Column | Type | Modifiers | Storage | Stats target | Description
-----------------+---------------------+-----------+----------+--------------+-------------
patient_id | character varying[] | not null | extended | |
gene_expression | double precision[] | | extended | |
Indexes:
"so23_pkey" PRIMARY KEY, btree (patient_id)
#2
0
After a few hours of trial and error:
经过几个小时的反复试验:
Load this Pandas dataframe df from some CSV file:
从某些CSV文件加载此Pandas数据帧df:
+----+-------+--------------+
| id | stuff | array |
+----+-------+--------------+
| 0 | a | {1,2,3} |
| 1 | b | {1,np.nan,3} |
| 2 | 45 | {np.nan,4,2} |
+----+-------+--------------+
process in pandas using:
大熊猫进程使用:
df = df.fillna('NULL')
insert_sql = '''
INSERT INTO {t} (patient_id, gene_expression)
VALUES (%s,%s);
'''
for index, row in df.iterrows():
arr = row[2:].tolist()
postgres_arr = '{' + ','.join(map(str,arr)) + '}'
cur.execute(insert_sql.format(t='my_table'), (row['id'], postgres_arr,))
My main issue was recognizing that string literal 'NULL' automatically translate to PostgreSQL NULL keyword, which is ignored in calculations and results of aggregate functions return a value as if the NULL values are not there, versus NaN keyword where every operation with it results in NaN.
我的主要问题是识别字符串文字'NULL'自动转换为PostgreSQL NULL关键字,在计算中忽略它,并且聚合函数的结果返回一个值,好像NULL值不存在,而NaN关键字,其中每个操作都会导致NaN的。
#1
1
If you want to create a column with max length, use bracket, not square brackets. change VARCHAR[20]
to VARCHAR(20)
in create table statement. Otherwise first %s
is expected to be array and it is varchar. Here is sample - mind that patient_id is created as array, not varchar...

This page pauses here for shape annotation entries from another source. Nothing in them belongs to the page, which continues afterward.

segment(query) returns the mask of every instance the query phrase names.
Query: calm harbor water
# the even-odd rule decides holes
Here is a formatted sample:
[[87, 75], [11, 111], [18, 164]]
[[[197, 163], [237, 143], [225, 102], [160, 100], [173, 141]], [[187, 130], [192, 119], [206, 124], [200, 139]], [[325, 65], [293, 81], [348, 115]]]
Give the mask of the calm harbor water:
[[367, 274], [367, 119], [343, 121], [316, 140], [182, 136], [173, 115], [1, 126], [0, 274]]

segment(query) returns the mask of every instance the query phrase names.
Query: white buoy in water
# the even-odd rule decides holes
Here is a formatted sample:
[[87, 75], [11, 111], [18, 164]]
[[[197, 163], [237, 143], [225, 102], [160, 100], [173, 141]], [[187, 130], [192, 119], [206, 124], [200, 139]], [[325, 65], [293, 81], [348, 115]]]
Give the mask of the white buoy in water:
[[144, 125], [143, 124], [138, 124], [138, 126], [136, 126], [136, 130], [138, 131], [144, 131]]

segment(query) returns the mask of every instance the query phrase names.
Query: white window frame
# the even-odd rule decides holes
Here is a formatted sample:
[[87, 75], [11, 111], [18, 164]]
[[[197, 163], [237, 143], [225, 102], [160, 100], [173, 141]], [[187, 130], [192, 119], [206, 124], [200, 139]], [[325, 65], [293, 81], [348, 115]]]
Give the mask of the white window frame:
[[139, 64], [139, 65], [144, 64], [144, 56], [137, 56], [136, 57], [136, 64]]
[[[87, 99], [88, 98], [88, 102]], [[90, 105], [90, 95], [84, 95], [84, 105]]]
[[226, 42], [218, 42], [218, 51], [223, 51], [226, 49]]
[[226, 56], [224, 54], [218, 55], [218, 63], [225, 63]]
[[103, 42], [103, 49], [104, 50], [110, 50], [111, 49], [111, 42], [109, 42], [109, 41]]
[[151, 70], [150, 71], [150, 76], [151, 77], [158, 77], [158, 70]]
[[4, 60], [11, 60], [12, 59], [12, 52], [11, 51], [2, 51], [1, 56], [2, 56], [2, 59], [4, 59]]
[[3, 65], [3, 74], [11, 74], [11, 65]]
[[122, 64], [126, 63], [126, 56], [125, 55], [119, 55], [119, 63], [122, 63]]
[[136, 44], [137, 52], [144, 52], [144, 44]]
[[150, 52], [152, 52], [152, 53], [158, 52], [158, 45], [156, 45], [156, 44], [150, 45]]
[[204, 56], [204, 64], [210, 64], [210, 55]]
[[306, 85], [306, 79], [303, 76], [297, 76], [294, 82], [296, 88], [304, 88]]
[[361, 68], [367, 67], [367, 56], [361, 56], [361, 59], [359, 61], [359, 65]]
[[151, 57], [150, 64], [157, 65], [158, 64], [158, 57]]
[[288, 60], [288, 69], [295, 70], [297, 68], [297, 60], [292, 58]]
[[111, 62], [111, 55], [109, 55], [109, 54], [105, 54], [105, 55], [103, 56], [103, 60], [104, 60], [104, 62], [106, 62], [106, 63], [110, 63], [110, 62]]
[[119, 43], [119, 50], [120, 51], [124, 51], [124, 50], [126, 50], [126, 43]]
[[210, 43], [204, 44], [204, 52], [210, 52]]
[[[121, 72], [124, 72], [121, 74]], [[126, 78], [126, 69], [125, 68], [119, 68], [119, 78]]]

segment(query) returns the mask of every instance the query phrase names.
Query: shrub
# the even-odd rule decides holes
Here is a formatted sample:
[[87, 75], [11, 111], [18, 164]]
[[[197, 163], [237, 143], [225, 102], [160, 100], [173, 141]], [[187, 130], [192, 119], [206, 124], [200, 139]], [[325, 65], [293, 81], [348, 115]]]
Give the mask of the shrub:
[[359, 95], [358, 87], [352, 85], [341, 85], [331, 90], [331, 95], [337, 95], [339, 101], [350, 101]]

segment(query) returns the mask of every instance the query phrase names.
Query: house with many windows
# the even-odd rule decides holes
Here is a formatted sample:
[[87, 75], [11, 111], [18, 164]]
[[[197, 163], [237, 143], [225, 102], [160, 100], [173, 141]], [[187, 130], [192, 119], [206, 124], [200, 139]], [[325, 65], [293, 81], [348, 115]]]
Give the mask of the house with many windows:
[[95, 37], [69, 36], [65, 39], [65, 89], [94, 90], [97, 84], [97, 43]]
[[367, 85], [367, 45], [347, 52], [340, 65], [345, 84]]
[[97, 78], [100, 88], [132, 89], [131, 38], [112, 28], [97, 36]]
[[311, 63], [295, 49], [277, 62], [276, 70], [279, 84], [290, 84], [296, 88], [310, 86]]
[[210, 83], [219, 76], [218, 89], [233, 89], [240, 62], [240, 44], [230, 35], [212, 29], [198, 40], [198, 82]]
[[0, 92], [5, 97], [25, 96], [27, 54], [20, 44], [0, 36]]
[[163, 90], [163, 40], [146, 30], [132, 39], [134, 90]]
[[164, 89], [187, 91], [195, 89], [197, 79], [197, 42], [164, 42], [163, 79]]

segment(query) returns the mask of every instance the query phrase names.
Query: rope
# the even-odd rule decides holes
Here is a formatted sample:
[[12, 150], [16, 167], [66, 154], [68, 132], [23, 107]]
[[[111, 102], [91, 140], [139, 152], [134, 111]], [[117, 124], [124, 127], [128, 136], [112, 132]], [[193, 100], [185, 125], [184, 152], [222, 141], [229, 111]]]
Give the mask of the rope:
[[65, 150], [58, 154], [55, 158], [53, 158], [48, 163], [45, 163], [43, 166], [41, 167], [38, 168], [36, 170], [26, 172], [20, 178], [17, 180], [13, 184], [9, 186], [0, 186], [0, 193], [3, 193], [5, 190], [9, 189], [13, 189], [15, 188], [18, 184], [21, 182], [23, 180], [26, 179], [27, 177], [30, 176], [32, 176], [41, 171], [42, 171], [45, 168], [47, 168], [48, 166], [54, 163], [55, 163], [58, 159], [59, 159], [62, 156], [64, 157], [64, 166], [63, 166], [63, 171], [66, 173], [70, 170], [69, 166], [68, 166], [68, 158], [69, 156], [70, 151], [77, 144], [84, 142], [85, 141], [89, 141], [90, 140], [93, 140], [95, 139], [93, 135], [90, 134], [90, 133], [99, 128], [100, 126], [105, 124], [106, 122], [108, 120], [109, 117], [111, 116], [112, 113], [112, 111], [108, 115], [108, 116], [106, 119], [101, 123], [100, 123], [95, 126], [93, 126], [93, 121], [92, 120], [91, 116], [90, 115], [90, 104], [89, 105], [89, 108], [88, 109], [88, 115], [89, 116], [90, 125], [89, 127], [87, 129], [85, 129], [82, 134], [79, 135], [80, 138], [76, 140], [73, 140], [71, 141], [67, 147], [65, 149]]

如果要创建具有最大长度的列,请使用括号,而不是方括号。在create table语句中将VARCHAR [20]更改为VARCHAR(20)。否则,首先%s应该是数组,它是varchar。这是示例 - 请注意,patient_id是作为数组创建的,而不是varchar ...
t=# CREATE TABLE so23 (
patient_id VARCHAR[20] PRIMARY KEY,
gene_expression double precision []
);
CREATE TABLE
t=# \d+ so23
Table "public.so23"
Column | Type | Modifiers | Storage | Stats target | Description
-----------------+---------------------+-----------+----------+--------------+-------------
patient_id | character varying[] | not null | extended | |
gene_expression | double precision[] | | extended | |
Indexes:
"so23_pkey" PRIMARY KEY, btree (patient_id)
#2
0
After a few hours of trial and error:
经过几个小时的反复试验:
Load this Pandas dataframe df from some CSV file:
从某些CSV文件加载此Pandas数据帧df:
+----+-------+--------------+
| id | stuff | array |
+----+-------+--------------+
| 0 | a | {1,2,3} |
| 1 | b | {1,np.nan,3} |
| 2 | 45 | {np.nan,4,2} |
+----+-------+--------------+
process in pandas using:
大熊猫进程使用:
df = df.fillna('NULL')
insert_sql = '''
INSERT INTO {t} (patient_id, gene_expression)
VALUES (%s,%s);
'''
for index, row in df.iterrows():
arr = row[2:].tolist()
postgres_arr = '{' + ','.join(map(str,arr)) + '}'
cur.execute(insert_sql.format(t='my_table'), (row['id'], postgres_arr,))
My main issue was recognizing that string literal 'NULL' automatically translate to PostgreSQL NULL keyword, which is ignored in calculations and results of aggregate functions return a value as if the NULL values are not there, versus NaN keyword where every operation with it results in NaN.
我的主要问题是识别字符串文字'NULL'自动转换为PostgreSQL NULL关键字,在计算中忽略它,并且聚合函数的结果返回一个值,好像NULL值不存在,而NaN关键字,其中每个操作都会导致NaN的。